Open the file in an editor that shows whitespace characters (VS Code: toggle with View > Render Whitespace). Confirm that you are using spaces, not tabs. A single tab mixed into space-based indentation breaks the nesting structure on most parsers.

Step 2: Count from column 0

For each nesting level, verify the column position of the list marker:

  • Level 1: column 0 (- Item or 1. Item)
  • Level 2: column 4 ( - Nested item)
  • Level 3: column 8 ( - Deeply nested item)

If you are using two-space indentation and it works on GitHub but breaks elsewhere, switch to four-space indentation.

Step 3: Test in a live previewer

Paste your markdown into a live preview tool to see how a CommonMark parser renders it. The Markdown Preview tool on this site uses a spec-compliant parser, so what renders there will match GitHub, GitLab, and VS Code. If your content renders correctly in the previewer but breaks on your target platform, the issue is platform-specific parsing — check the platform compatibility table above.

Step 4: Simplify and rebuild

If the nesting is deeply broken, strip the content back to two levels and re-add complexity one level at a time. This isolates exactly which level introduces the rendering problem. In MacMD Viewer, the live-updating sidebar outline shows how your list headings structure maps in real time, which helps you catch nesting breaks as you type.

Frequently Asked Questions

How many spaces do you need for a markdown nested list?

Four spaces per nesting level is the universally safe choice. The CommonMark specification (version 0.31.2, 2024) requires that child markers fall within the parent's content column. For unordered lists using -, the content starts at column 2, so two spaces technically works — but four spaces is the only depth that renders correctly on all platforms, including Bitbucket and Pandoc.

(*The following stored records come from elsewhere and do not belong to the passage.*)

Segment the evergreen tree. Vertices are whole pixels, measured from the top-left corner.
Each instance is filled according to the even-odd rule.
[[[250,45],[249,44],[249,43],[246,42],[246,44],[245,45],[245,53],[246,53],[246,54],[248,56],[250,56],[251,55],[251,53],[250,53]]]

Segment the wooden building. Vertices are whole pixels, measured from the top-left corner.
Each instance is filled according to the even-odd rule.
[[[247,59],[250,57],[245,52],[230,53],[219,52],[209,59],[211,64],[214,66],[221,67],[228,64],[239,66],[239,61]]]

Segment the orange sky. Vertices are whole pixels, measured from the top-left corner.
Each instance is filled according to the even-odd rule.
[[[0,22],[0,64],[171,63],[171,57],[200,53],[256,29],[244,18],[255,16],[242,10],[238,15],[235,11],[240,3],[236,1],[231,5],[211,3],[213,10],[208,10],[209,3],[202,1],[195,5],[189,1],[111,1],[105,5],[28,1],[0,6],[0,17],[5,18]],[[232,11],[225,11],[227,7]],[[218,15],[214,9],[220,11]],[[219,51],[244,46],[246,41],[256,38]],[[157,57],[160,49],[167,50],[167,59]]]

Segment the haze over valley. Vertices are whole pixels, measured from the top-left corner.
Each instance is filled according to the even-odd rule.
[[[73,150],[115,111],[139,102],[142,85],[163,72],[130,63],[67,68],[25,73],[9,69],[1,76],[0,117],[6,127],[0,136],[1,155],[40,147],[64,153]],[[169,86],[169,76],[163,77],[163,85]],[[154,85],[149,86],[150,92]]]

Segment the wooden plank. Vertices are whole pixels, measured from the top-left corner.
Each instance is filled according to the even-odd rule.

Can you mix ordered and unordered items in a markdown nested list?

Yes. CommonMark treats each nesting level independently. You can place a numbered list inside a bulleted item, or bullets inside a numbered step. The parent type does not constrain the child type. Indent the child items by four spaces regardless of marker type.

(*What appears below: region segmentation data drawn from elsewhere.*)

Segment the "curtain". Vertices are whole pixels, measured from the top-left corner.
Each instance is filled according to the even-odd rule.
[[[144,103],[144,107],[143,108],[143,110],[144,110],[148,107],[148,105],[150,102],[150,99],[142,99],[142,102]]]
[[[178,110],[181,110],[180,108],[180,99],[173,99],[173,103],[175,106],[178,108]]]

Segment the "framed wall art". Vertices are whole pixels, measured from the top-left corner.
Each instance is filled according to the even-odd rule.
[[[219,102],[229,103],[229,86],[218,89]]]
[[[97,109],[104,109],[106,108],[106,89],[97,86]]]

Why does my markdown nested list render as a code block?

You are likely over-indenting. In CommonMark, any line indented four or more spaces beyond the current context's content column becomes a code block. If your list item's content starts at column 2 and you indent the next line by eight spaces from column 0, the parser sees six spaces beyond the content column — enough to trigger code block formatting. Reduce the indentation to four spaces from column 0 for a second-level item.

What is the maximum nesting depth for markdown lists?

CommonMark imposes no hard limit. GitHub renders ten or more levels. However, readability drops sharply after three levels, and most platforms cycle through only three bullet styles (disc, circle, square). If you need deeper hierarchy, restructure using headings, separate sections, or a Mermaid diagram for visual clarity.

Do markdown nested lists work the same on every platform?

No. Two-space indentation works on GitHub, GitLab, Obsidian, and VS Code but fails on Bitbucket and Pandoc. Four-space indentation works everywhere. Ordered list nesting is stricter than unordered on most parsers — GitLab requires four spaces for nested ordered lists where two suffice for bullets. Test your markdown nested lists on the strictest platform your audience uses, or default to four spaces.